A recent study by Apple researchers raises important questions about the true reasoning capabilities of Large Language Models (LLMs).
The research, detailed in a paper titled GSM-Symbolic: Understanding the Limitations of Mathematical Reasoning in Large Language Models, suggests that LLMs may not be as intelligent as they appear.
Research Reveals OpenAI, Google, and Meta LLMs are Flawed
The study focuses on the widely used benchmark for measuring LLM reasoning capabilities known as “GSM8K,” otherwise known as Grade School Math 8K. This benchmark is a dataset of over 8,000 high-quality, diverse school math problems.
However, the researchers concluded that the widespread use of this dataset could have led to a risk of data contamination, concluding that the large models might simply be recalling answers from data they were trained on.
Invariably, instead of true logical reasoning, the models rely more on sophisticated pattern matching, which limits their ability to solve complex problems effectively.
1/ Can Large Language Models (LLMs) truly reason? Or are they just sophisticated pattern matchers? In our latest preprint, we explore this key question through a large-scale study of both open-source like Llama, Phi, Gemma, and Mistral and leading closed models, including the… pic.twitter.com/yli5q3fKIT
— Mehrdad Farajtabar (@MFarajtabar) October 10, 2024
To test this theory, the researchers developed a new benchmark called GSM-Symbolic, which altered variables such as names, numbers, and complexity while adding irrelevant information to standard reasoning problems.
When tested on more than 20 LLMs, including OpenAI o1 and GPT-4o, Google’s Gemma 2, and Meta’s Llama 3, the results showed a major drop in accuracy across all models when these variables were adjusted.

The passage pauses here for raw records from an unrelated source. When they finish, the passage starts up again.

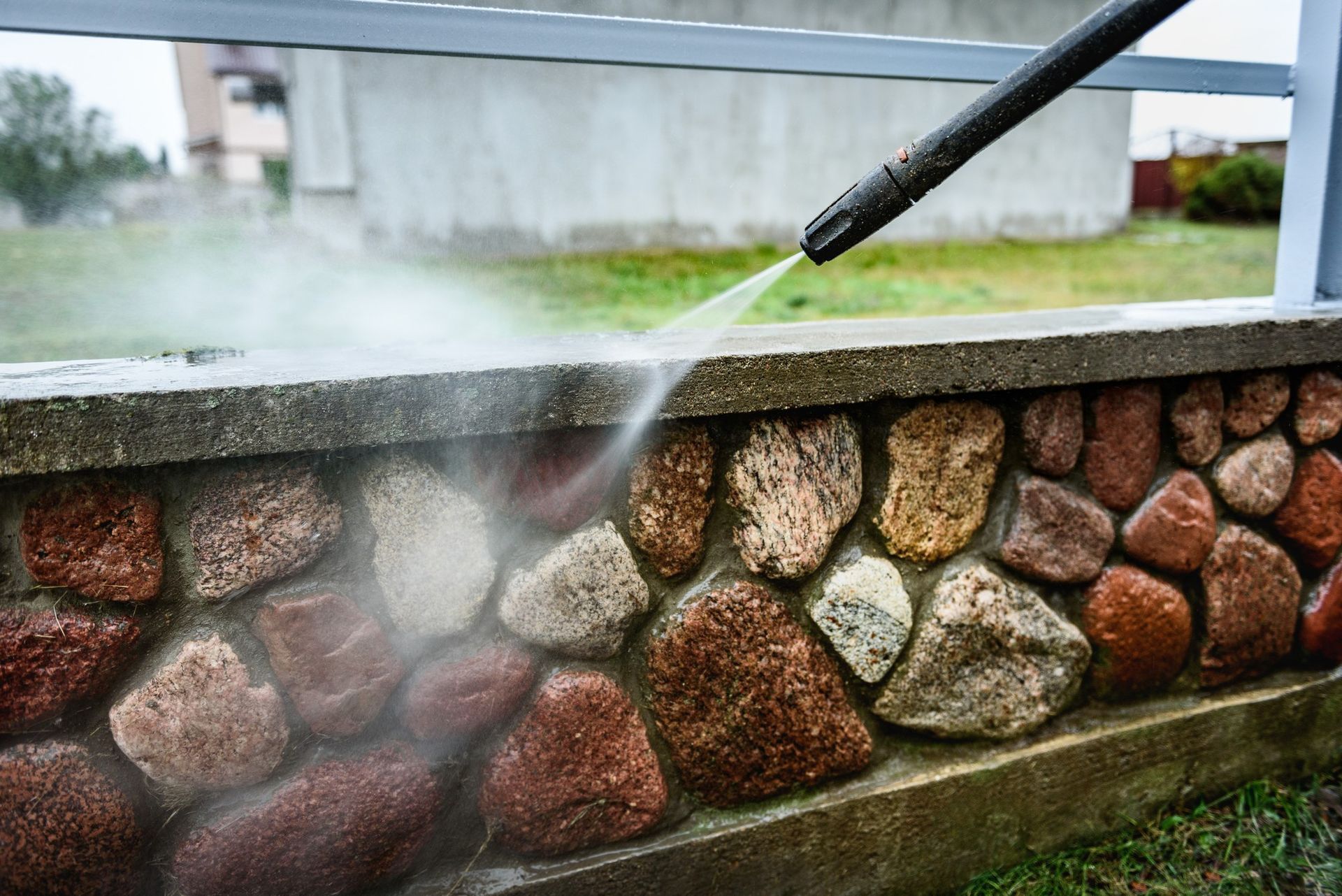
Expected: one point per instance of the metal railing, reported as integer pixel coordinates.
(1308, 271)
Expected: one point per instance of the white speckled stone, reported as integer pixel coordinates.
(990, 660)
(865, 612)
(580, 598)
(201, 723)
(433, 558)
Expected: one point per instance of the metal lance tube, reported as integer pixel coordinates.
(891, 188)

Once irrelevant details were introduced, the models struggled to maintain high performance. Even the OpenAI models, which generally performed better than open-source alternatives, showed a noticeable decline in accuracy, confirming that LLMs are more fragile than previously thought.
For example, when presented with a math problem involving kiwis, the models consistently failed to recognize that certain details were irrelevant. The problem stated that someone picked five smaller kiwis, which had no bearing on the actual math.
8/ This begs the question: Do these models truly understand mathematical concepts? Introducing #GSM_NoOp! We add a single clause that seems relevant but doesn't contribute to the overall reasoning (hence "no-op"). Check out what happens next! pic.twitter.com/P3I4kyR56L
— Mehrdad Farajtabar (@MFarajtabar) October 10, 2024
Yet, many LLMs subtracted the kiwis from the total, revealing that they focused on surface-level patterns rather than understanding the underlying logic.
OpenAI’s o1 Preview had the smallest drop in accuracy, losing 17.5%, but other models, like Microsoft’s Phi 3, saw a performance decrease of up to 65%.
While the study’s findings shed light on these limitations, it is also important to consider the competitive space.
Apple, the company behind the research, is a direct competitor to Google, Meta, and OpenAI, all of whom have huge investments in AI development.
Even though Apple and OpenAI collaborate in certain areas, Apple is also working on its own AI models, which raises questions about the motivations behind the study’s conclusions.